In academia when you read a bunch of things and then put them together in a paper the opening paragraph usually states that it’s a “survey and analysis”. I guess that’s what we do here at Peluso Presents on Thursdays. We do a Survey and Analysis of different things that seem unrelated but make sense, that can provide input to the discussion of this blog or provide something to think about.
I’ve discussed how Gamasutra is a very big influence of mine. Gamasutra is the preeminent home to conversations for and about video game creators. In a classic case of where the video game conversation crosses over to the work of this blog, this week I came across an article that dances around a subject that I believe is part of the solution to the needs of the greater workforce. Specifically the subject is equity sharing.
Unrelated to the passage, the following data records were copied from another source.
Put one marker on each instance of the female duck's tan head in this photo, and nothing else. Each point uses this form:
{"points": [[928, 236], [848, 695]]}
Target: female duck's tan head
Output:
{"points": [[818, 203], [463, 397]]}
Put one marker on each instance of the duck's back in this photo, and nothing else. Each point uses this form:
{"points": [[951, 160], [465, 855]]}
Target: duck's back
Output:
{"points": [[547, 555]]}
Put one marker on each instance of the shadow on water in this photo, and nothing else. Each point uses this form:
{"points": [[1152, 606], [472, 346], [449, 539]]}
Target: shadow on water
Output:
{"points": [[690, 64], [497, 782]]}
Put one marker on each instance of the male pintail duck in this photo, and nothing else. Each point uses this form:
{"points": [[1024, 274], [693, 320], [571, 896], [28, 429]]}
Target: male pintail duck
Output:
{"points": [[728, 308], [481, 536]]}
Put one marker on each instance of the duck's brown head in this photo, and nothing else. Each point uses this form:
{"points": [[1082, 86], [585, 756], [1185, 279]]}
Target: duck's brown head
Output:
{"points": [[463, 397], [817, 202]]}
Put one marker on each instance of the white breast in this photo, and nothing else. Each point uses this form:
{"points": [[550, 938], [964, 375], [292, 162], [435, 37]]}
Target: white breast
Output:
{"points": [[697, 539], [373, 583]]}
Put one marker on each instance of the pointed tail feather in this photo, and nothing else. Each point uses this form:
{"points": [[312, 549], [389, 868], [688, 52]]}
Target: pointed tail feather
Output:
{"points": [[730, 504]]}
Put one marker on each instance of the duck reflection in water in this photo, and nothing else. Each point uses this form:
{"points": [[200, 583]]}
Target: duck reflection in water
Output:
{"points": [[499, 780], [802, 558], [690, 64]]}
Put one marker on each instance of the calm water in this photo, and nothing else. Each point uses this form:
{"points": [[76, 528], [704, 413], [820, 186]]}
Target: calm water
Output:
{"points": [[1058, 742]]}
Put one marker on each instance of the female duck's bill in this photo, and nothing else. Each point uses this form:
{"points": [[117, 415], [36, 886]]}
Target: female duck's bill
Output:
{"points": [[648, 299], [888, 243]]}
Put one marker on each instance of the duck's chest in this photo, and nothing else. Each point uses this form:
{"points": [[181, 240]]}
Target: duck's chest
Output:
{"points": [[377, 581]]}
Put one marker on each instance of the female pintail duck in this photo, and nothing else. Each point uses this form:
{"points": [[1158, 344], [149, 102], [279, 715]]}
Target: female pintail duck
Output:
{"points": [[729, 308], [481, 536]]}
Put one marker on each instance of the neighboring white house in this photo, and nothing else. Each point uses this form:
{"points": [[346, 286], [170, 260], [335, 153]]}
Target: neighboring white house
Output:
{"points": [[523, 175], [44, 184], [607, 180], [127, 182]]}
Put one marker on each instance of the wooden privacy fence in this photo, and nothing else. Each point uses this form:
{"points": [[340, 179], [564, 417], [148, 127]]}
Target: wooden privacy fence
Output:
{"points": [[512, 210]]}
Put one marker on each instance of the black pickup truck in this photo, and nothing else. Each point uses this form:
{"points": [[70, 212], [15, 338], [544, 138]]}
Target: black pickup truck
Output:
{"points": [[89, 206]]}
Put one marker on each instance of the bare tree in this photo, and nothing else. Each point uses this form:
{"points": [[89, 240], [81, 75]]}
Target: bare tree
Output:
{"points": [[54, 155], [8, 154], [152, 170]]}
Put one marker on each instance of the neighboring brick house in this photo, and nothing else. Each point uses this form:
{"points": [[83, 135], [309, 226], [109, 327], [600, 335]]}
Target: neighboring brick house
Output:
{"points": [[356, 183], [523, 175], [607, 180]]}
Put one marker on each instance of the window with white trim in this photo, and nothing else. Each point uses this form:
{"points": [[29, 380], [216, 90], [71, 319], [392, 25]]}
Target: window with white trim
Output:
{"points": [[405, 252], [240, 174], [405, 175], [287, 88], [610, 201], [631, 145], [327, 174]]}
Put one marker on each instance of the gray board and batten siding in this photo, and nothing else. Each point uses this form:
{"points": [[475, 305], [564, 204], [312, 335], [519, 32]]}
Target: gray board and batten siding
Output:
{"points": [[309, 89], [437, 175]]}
In the gaming world the industry is going through a transition. We are in the age of the indies, or independent game studios. They have always existed but with platforms like iOS and Android, as well as the indy friendly restructuring of the big traditional platforms like Microsoft’s Xbox and Sony’s Playstation there has been an explosion and implosion of the scene. Since indies tend to be founded cash poor but creativity rich, the best way to get a company up on a shoestring was to share equity. In short, everyone is an owner and shares in the success or failure of the game they created. That becomes a problem in the same way we experienced as kids working on a group project at school. How does the hardest worker in the group get the A while the kid who did nothing get an F? When you start a company, it’s not about a letter of the alphabet, it’s about the color green. That makes the conversation a bit more intense.
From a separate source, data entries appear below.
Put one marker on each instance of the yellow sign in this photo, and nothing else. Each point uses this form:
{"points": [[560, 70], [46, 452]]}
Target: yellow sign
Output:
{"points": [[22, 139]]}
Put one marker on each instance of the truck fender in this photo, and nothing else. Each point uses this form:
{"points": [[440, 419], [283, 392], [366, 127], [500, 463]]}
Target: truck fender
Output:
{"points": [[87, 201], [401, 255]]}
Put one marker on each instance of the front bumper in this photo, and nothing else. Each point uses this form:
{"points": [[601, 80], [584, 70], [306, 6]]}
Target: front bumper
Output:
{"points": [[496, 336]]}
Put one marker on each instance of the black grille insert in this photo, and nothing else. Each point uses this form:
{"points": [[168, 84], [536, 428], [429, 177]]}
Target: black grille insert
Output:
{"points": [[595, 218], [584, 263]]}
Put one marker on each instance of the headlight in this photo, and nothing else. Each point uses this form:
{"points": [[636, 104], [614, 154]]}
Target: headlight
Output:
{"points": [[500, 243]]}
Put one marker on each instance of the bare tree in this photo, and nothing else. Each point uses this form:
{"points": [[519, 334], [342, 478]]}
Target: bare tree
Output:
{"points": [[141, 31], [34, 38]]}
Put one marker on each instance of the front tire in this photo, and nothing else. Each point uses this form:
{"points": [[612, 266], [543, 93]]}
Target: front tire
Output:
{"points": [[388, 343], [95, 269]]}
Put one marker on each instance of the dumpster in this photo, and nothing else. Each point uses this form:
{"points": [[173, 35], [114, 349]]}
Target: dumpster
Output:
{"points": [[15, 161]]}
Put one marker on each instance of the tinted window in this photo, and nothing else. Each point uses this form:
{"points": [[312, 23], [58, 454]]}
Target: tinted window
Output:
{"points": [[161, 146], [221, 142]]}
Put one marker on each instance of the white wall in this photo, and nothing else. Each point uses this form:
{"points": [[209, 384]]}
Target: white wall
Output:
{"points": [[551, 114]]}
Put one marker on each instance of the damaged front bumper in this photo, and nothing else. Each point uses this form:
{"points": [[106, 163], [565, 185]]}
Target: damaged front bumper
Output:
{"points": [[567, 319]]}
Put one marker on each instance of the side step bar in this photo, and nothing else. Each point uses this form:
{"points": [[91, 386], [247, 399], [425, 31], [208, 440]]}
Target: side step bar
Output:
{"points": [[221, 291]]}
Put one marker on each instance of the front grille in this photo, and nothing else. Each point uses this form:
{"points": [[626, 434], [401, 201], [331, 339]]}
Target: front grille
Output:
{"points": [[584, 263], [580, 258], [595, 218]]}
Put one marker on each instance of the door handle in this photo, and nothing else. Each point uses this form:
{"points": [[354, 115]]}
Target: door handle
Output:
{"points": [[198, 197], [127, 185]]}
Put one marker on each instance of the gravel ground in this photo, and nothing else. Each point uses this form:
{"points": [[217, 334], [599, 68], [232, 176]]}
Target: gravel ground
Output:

The Gamasutra article goes on to review options to split equity in different ways. Some of which are used in corporate america. The most interesting to me is the one that isn’t really used all that much, the dynamic split. For full disclosure I haven’t read Slicing Pie, by Mike Moyer which is cited in the article. Just based on the description I can see where the model would work well if it could be figured out for a large organization. You have the insane 24/7 worker who’s working 100% of her waking hours, then guess what, she get’s a higher piece of the equity pie. You got a dad who wants to do a great job from 9-5 and go home and play with his kids on the softball league, then they get commensurate equity share based on their contribution. Today’s data infrastructure could help out with managing all that. The best part is that they both get equity, they share in the organization’s growth and wealth. They also get different rates at different times based upon their ability to contribute.
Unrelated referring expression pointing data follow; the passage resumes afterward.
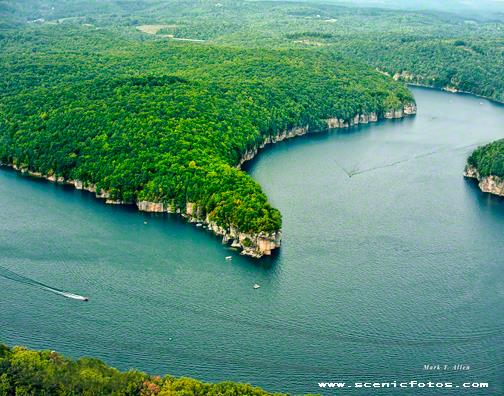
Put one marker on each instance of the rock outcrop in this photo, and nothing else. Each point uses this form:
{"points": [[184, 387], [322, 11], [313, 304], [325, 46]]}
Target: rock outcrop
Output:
{"points": [[489, 184], [252, 244]]}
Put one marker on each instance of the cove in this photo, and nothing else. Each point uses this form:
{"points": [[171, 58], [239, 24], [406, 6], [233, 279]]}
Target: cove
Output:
{"points": [[381, 273]]}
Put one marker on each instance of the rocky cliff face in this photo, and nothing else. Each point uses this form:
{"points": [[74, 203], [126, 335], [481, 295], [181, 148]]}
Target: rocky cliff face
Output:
{"points": [[490, 184], [332, 123], [251, 244]]}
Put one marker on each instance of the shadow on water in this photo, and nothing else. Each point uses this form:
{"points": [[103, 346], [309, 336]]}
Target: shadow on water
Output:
{"points": [[164, 219], [325, 135], [485, 200]]}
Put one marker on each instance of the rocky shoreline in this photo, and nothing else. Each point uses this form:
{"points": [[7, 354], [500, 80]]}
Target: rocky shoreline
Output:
{"points": [[332, 123], [490, 184], [251, 244]]}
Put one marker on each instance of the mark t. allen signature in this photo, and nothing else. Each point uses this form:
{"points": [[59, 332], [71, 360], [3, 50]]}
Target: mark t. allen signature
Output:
{"points": [[447, 367]]}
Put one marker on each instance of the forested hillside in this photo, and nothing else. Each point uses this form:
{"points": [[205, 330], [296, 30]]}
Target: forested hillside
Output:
{"points": [[444, 50], [25, 372], [489, 159], [166, 122]]}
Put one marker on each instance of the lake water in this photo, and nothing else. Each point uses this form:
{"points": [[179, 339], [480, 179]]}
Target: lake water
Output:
{"points": [[399, 266]]}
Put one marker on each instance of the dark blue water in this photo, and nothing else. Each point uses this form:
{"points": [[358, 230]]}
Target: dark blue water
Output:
{"points": [[399, 266]]}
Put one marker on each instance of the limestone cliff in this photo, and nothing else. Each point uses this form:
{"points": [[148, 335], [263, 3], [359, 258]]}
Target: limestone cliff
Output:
{"points": [[331, 123], [251, 244], [490, 184]]}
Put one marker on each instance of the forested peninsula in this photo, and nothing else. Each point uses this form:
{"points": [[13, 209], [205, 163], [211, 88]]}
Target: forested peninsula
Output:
{"points": [[486, 164], [27, 372], [166, 125]]}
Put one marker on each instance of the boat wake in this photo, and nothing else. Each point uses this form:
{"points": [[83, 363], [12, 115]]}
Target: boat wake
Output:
{"points": [[13, 276], [355, 171]]}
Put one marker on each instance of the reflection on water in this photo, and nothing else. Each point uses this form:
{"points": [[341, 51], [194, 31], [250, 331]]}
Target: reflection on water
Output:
{"points": [[380, 273]]}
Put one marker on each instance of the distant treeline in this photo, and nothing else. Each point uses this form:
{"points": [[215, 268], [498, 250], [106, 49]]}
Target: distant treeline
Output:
{"points": [[168, 122], [489, 159], [25, 372]]}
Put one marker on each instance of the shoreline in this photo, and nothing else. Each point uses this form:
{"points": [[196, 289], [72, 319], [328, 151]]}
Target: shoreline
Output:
{"points": [[490, 184], [255, 245], [453, 91]]}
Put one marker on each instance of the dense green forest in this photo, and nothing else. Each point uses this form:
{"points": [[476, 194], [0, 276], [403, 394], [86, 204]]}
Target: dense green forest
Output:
{"points": [[439, 49], [489, 159], [24, 372], [165, 121]]}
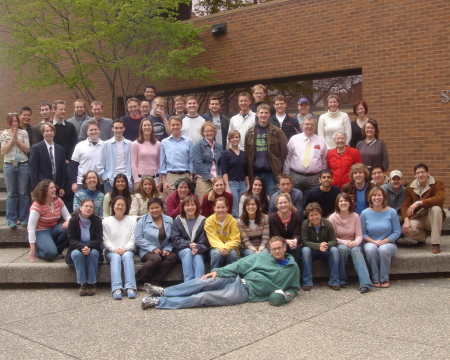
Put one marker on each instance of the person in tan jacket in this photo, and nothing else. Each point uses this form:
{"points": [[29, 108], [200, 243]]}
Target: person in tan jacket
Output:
{"points": [[422, 208]]}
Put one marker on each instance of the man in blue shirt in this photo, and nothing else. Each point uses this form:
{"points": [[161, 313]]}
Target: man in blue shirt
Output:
{"points": [[177, 157]]}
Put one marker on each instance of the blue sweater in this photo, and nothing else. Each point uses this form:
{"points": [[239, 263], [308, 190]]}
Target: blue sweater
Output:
{"points": [[380, 225]]}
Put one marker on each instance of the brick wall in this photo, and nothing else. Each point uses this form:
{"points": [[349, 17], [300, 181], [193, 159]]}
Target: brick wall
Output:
{"points": [[401, 46]]}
When Bill Clinton championed the changes in tax code that allowed CEO pay to be tied to performance, the corporate boards all equated corporate success to stock performance. Ultimately the CEO’s all drove massive increases in compensation with stock options. One way to increase the stock price was enhanced profitability by cutting out the middle layer and pay people as little as possible. If that’s the way of business moving forward so be it. The key to balance it out as I’ve argued for over and over, is for that same type of equity growth be shared by all employees at the same ratio of the executives. If a CEO Makes 1 million/year salary, and is granted 1000 shares a month, then a Individual Contributor who makes 50K, needs to get 50 shares a month. If that 50 shares a month goes up to 80 because someone is putting in ungodly amounts of hours (say they travel 3 weeks out of every month), they get just compensation. In a world of dynamic split, someone who’s putting in just 40 hours but has a critical in-demand skill, say electrical maintenance in a highly automated factory, they are at a higher rate. If the company only wants to pay 30K a year for a job that should pay more, then at least their is a greater cash out after the next rightsizing.
I know people will argue we do this already with stock options in certain industries. What i’m discussing is that it becomes formalized across all business and industry in the same way that it’s common in the games industry’s indy scene. In a perfect world when a new hire comes on board when the conversation about retirement and healthcare happens then equity sharing should be just as highly placed. Again, yes, I know it exists for professionals with stock options, but those options should be shared by everyone. It shouldn’t be a tech startup where an engineer or secretary can retire after 20 years with an amazing level of wealth. Everyone should share in the wealth, and everyone should share in the decisions that affect a large swath of the employee population. Then balance gets restored. It’s won’t be kids fighting over Sega being able to do what NintenDon’t. Everyone will just play videogames together. Now wouldn’t that be fun?